An alternative to stool in this setting would be mucosal samples.77 This is feasible in PSC due to regular screening of patients by colonoscopy, as well as for IBD controls, but is still an invasive procedure with potential complications. Samples from healthy controls are considerably more challenging as most are referred to colonoscopy for evaluation of certain symptoms, and one could therefore argue that they no longer should be considered
‘healthy’.170 An exemption to this is participants in national screening programs involving colonoscopy, but such programs are so far not implemented in Norway, and the participants would also be older than a typical PSC patient cohort. Bowel preparations have a striking effect on the mucosal microbiota.187 Bowel preparation is essential before the procedure, and there are indications that this effect is not equal between study groups, and that it could have long standing effects.187,188 Nevertheless, both stool and mucosa inhabit different and distinct niches of the microbiota,189,190 so both must be explored if we are to fully understand its role in PSC. Besides being non-invasive, the use of stool samples has several advantages as it facilitates longitudinal follow up of a larger number of participants, at a reasonable cost. Another important advantage, although not performed in Paper I, is probably the possibility to perform WGS for identification of functional contents of the microbiota. This is still not cost-effective and has several limitations when performed at DNA extracts from mucosal samples, mainly due to the low bacterial-to-human DNA ratio in these samples.190,191
The ‘gold standard’ method is still fresh stool, with DNA extraction performed on arrival at study centre, or frozen as soon as possible after sampling, all to avoid post-sampling changes to different bacteria in the samples.87,183 The method is, however, challenging to use in large scale studies involving participants over large distances.192
The Stool Collection Tubes with Stool DNA Stabilizer allowed us to greatly increase sample size, something we considered important given the large variation of the human gut microbiota. Importantly, this method has performed at par with more standard methods in comparative studies.193,194 Samples stored in room temperature for more than 72 hours were excluded according to the manufacturers recommendations. One stool sample was collected per participant. Our experience from other studies supports that double baseline samples are unnecessary in this kind of large-scale surveys, as samples from the same individual taken
at separate time points tend to harbour highly similar gut microbiota profiles,86 as illustrated by Figure 7. Samples were frozen immediately on arrival. An alternative could have been same-day DNA extraction, but this is highly laborious, and freezing per se does not appear to have minor impact on the bacterial community.195
PC2 – 6.7%
PC1 – 14.4%
Figure 7. Double baseline samples. Illustration of β-diversity based on unweighted UniFrac distance showing highly similar bacterial profiles in samples from the same individual (r2=0.92, p<0.001, 999 permutations). Samples from one individual are connected with a straight line (Cases in red, healthy family controls in blue). Samples were collected and processed using the same methods and protocols as described for Paper I.
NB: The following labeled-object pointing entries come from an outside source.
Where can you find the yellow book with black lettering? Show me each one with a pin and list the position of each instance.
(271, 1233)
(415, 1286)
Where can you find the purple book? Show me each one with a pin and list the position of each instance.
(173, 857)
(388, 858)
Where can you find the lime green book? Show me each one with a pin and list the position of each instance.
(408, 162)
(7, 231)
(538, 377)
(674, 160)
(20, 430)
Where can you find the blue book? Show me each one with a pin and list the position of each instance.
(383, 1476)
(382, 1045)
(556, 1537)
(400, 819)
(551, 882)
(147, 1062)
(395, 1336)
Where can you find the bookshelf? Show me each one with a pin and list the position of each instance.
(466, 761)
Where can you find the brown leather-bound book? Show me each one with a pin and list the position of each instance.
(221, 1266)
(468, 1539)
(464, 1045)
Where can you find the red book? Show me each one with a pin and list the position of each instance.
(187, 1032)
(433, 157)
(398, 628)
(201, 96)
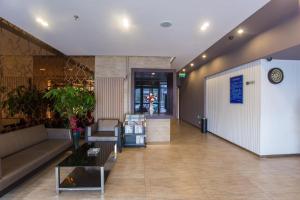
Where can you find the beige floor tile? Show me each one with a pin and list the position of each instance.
(194, 166)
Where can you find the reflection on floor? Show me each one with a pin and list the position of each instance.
(193, 166)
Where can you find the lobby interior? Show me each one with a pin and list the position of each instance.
(209, 89)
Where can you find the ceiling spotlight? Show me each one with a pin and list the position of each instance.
(126, 23)
(42, 22)
(240, 31)
(204, 26)
(165, 24)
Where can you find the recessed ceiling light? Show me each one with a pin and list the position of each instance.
(42, 22)
(240, 31)
(166, 24)
(126, 23)
(204, 26)
(76, 17)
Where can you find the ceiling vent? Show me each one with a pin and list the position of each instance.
(165, 24)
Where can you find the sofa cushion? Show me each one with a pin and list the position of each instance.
(15, 141)
(107, 124)
(18, 165)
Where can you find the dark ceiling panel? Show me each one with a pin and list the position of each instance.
(272, 14)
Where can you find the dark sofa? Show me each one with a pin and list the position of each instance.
(23, 151)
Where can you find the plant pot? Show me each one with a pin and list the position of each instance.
(76, 138)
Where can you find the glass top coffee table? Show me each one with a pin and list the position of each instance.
(87, 172)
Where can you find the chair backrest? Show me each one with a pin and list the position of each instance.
(15, 141)
(107, 124)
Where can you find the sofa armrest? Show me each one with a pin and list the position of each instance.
(59, 133)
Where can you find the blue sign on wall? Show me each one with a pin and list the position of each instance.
(236, 89)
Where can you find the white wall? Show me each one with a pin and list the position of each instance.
(238, 123)
(268, 123)
(280, 109)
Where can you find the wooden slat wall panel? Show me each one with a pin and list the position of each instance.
(11, 83)
(110, 97)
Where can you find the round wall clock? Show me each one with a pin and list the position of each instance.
(275, 75)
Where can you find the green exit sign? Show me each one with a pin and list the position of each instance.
(182, 75)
In Paper III we sampled caecal contents and ~15 mm of caecal mucosa (whole transverse sections) from mice using disposable sterile equipment. To avoid removal of mucosal adherent bacteria we avoided liquid flushing. Caecal contents and mucosal tissue were then put in separate sterile tubes, snap-frozen in liquid nitrogen and stored at -80°C awaiting DNA extraction. The caecum was chosen as it is easily identified anatomically, thereby securing uniform sampling. Sampling was done at 10 weeks to assure sampling before development of diabetes in NOD control mice, confirmed by fasting blood glucose measurements.